Tom Cunliffe has assessed hundreds of sailors for the RYA Yachtmaster exam. He shares a few skipper's tips with us...
Skipper’s tips
Look abeam
When you’re at the helm picking up a mooring – power or sail, it makes no difference – there’s a natural tendency to become focussed on the foredeck action. Obviously, this needs your full attention, but concentrating on what’s going on up front can lead to problems. Looking ahead, bearings are not changing appreciably, everything is foreshortened and there’s nothing for our senses to get a grip on to judge speed. This means it’s all too easy to lose way before reaching the buoy under sail, or to run past it under power. The former is a shame. The latter can lead to domestic fury if your better half has actually managed to hook the buoy, only to be left hanging on for grim death or letting go and losing the boathook.
The answer is to make a point of looking abeam as you come close up to the mooring. The bearings of objects to one side of you are changing most rapidly, your in-built personal computer can process the data and you can’t miss how fast you’re going. Under power, you can judge your speed to a nicety this way, especially if you’re stemming a tide. Under sail, it will show you if you’re losing way too fast.

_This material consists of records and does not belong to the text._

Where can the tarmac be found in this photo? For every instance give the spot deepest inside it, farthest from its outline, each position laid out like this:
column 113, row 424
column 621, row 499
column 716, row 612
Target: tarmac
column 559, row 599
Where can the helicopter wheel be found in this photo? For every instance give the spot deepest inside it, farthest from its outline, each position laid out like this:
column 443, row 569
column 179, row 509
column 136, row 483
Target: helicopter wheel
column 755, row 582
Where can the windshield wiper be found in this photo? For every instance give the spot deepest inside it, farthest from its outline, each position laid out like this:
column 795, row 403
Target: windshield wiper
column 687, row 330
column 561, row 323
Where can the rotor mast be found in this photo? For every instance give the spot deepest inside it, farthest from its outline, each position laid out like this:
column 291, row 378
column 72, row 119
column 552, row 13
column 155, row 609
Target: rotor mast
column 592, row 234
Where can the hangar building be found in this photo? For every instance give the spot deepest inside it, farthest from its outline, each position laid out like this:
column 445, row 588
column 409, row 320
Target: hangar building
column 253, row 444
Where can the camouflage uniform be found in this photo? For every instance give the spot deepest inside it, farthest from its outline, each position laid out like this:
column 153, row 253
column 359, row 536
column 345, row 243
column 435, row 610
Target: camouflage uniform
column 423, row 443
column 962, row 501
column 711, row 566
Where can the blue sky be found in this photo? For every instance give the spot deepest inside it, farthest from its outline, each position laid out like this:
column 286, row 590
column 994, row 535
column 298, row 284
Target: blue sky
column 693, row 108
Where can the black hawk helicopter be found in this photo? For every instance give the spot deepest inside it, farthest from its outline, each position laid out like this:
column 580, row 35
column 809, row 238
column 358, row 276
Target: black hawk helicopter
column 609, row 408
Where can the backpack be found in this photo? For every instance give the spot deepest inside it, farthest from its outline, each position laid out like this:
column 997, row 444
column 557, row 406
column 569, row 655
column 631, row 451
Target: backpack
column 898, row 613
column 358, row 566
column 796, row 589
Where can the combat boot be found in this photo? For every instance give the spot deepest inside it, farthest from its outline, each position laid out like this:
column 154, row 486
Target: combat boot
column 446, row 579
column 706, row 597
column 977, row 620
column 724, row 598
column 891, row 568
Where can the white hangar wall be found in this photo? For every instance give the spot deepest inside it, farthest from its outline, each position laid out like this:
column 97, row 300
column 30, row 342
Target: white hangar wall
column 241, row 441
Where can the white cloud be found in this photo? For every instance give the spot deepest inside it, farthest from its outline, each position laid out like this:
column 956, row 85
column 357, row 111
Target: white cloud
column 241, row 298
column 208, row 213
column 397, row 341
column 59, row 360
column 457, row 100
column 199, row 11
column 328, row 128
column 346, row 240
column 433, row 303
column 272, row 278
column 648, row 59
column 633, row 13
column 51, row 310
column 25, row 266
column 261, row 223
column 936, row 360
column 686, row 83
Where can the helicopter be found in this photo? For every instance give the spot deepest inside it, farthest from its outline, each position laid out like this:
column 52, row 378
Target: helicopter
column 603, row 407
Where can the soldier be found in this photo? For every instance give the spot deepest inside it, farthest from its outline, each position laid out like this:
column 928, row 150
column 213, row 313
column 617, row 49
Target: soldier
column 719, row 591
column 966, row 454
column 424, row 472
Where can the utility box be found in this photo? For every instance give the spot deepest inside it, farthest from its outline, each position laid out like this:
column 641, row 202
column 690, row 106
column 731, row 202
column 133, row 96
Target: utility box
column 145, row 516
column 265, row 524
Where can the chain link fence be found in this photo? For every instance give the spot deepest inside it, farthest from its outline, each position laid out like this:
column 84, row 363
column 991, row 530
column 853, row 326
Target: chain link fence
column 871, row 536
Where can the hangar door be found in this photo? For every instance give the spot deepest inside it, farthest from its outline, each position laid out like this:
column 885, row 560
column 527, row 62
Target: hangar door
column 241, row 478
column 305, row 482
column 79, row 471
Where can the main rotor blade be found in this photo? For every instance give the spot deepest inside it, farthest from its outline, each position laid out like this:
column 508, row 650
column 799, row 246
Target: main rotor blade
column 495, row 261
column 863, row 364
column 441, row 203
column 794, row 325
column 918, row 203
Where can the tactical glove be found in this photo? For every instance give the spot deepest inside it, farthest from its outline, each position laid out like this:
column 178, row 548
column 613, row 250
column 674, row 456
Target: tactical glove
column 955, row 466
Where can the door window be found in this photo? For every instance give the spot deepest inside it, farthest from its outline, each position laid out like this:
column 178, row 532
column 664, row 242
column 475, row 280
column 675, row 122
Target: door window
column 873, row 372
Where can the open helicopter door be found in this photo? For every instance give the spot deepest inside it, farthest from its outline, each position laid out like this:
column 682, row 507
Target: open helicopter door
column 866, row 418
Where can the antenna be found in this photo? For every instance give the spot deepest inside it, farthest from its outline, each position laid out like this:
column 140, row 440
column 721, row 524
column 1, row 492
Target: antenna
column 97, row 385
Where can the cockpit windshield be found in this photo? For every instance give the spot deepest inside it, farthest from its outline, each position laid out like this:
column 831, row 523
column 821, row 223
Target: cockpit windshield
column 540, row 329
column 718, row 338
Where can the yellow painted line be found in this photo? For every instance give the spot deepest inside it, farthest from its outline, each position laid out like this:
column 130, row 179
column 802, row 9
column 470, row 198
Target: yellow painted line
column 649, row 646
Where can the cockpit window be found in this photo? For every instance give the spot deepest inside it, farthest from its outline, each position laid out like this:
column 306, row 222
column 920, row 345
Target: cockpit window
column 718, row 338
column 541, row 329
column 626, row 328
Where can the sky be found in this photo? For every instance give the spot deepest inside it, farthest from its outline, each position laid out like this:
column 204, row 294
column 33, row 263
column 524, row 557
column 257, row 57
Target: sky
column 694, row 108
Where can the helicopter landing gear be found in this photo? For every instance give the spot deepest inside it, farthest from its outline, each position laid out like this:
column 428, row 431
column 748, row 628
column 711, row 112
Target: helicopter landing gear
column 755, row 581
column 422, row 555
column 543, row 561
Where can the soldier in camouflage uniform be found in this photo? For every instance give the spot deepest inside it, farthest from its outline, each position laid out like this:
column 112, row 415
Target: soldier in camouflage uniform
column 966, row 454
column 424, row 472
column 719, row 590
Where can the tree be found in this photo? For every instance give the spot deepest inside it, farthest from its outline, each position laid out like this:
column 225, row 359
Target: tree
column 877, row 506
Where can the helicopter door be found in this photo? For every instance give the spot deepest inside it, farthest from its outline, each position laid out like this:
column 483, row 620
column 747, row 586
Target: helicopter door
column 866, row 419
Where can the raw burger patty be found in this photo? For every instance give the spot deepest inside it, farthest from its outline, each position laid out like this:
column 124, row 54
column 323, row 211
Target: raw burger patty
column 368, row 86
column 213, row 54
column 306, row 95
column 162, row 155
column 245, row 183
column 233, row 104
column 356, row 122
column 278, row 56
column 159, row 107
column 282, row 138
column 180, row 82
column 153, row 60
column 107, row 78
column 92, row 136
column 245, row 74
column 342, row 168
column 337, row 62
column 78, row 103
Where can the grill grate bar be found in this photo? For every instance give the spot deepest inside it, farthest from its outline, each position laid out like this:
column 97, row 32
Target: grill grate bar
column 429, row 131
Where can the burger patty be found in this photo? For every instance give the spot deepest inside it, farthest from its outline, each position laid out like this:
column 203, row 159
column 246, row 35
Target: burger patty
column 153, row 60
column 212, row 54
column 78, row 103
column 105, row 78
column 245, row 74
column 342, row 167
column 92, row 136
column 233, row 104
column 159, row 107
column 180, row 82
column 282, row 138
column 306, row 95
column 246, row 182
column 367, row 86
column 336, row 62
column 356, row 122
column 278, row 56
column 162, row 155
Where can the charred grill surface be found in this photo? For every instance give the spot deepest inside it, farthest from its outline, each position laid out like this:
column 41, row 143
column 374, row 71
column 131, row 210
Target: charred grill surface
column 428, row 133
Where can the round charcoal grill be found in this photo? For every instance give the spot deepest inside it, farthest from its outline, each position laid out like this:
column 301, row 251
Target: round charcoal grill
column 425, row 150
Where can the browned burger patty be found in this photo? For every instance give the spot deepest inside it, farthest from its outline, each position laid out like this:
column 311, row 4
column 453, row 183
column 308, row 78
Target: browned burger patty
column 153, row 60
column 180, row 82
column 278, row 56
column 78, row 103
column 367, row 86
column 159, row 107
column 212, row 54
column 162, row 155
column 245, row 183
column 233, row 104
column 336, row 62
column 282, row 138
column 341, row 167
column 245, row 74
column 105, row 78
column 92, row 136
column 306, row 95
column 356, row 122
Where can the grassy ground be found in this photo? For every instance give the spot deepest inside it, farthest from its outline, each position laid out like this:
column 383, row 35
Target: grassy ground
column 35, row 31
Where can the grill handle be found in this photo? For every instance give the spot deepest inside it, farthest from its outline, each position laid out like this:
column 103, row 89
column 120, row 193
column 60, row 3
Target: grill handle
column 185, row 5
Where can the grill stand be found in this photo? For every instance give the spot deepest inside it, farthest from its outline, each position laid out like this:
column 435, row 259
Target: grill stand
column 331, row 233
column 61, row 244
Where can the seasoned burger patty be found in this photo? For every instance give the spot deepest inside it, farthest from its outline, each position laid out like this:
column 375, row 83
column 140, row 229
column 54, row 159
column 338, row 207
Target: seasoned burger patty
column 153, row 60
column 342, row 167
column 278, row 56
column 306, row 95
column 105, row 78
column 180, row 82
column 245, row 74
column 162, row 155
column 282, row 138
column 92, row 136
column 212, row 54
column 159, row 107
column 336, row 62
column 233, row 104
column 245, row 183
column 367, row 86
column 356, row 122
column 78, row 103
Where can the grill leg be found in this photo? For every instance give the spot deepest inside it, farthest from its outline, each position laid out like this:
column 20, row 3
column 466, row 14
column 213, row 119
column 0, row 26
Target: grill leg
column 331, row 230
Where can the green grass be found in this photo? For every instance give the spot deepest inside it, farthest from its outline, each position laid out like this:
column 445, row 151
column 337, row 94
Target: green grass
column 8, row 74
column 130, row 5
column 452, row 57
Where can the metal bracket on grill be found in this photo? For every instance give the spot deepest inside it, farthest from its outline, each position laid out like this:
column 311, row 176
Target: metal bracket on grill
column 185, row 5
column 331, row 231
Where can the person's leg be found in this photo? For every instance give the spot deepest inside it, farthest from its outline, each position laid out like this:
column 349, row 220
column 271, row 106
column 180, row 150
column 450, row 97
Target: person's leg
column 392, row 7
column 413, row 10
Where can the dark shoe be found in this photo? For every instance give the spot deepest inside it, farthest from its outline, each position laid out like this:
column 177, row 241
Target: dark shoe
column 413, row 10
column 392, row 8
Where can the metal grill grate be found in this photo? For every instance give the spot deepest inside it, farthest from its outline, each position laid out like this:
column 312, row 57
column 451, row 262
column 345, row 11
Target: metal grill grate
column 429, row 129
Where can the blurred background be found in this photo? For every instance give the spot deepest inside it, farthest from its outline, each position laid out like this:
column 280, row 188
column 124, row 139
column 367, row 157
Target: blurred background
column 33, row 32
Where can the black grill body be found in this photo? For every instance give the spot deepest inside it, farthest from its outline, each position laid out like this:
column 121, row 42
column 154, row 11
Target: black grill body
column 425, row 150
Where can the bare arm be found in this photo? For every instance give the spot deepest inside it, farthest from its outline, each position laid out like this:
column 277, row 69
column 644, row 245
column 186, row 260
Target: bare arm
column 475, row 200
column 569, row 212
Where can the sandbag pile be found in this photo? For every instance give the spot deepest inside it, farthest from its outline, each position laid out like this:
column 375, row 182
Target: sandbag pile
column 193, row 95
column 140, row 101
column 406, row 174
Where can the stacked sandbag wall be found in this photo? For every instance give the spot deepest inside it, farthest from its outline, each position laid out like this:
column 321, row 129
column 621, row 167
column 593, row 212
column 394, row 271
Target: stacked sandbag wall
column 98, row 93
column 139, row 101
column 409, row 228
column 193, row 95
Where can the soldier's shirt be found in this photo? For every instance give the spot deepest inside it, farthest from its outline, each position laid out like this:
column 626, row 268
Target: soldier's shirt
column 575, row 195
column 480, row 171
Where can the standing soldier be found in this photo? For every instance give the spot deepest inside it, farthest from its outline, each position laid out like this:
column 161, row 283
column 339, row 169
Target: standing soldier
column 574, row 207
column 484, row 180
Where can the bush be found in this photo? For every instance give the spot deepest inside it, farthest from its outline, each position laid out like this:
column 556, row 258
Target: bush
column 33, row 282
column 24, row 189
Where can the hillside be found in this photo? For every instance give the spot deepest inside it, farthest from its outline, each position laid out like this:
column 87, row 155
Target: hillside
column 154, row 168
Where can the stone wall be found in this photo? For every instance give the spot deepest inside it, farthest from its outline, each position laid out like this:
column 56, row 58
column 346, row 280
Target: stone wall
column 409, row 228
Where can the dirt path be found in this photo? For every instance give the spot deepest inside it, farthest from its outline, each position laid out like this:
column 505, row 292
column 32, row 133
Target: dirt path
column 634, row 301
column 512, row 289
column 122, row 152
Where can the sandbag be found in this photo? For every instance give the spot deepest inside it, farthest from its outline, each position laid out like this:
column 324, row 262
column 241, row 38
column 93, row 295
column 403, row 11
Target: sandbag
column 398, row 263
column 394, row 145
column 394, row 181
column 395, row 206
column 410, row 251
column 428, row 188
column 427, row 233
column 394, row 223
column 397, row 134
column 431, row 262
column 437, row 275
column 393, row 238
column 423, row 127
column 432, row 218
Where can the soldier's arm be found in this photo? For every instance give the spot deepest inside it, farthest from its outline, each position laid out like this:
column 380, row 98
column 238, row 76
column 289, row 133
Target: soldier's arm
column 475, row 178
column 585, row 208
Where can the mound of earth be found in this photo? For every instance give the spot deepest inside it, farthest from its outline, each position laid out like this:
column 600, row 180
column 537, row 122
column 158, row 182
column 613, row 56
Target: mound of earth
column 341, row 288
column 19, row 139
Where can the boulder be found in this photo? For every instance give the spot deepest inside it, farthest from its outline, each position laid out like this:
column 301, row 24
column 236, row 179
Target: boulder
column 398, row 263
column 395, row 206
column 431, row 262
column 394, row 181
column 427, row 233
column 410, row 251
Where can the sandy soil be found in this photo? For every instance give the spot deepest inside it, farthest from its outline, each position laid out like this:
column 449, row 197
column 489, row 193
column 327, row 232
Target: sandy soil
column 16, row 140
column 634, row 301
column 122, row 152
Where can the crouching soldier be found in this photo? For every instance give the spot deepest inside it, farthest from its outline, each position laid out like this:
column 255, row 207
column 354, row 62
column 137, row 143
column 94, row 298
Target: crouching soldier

This might not sound like advanced boat handling, but I know from running numerous exams that it’s often forgotten. One candidate actually asked a crewman to clear his view of the speed log when he was 10 yards from a mooring so he could judge his way. He missed the buoy, and failed – not for muffing the manoeuvre, but for being no seaman.
Don’t go too close
A picture may not always tell a thousand words, but this one has plenty to say about buoyed channels. In fact, the marker is moored at the edge of a trough scoured out by the tide in a harbour entrance. Its shipmates further to seaward are in flatter country. Cutting very close to a buoy like this at any time other than High Water is often bad advice. Unless you’re a local, you can’t be sure how far it has swung on its tether towards the shallows. Better safe than sorry. Give channel markers as wide a berth as traffic allows, especially on a falling tide.
Forget the polish
A proper vintage sextant is a beautiful thing. It’s tempting to reach for the Brasso once a month and give it a good old shine. But such enthusiasm extended over the years slowly rubs out the graduations of the scale, rendering the instrument useless. However much you’re itching to give her a shine, resist it. You can give the telescope a buff-up now and again, though. Mine’s a disgrace at the moment and I’m searching for a can of the right stuff. Sadly, the times when you could buy it on the high street are long gone.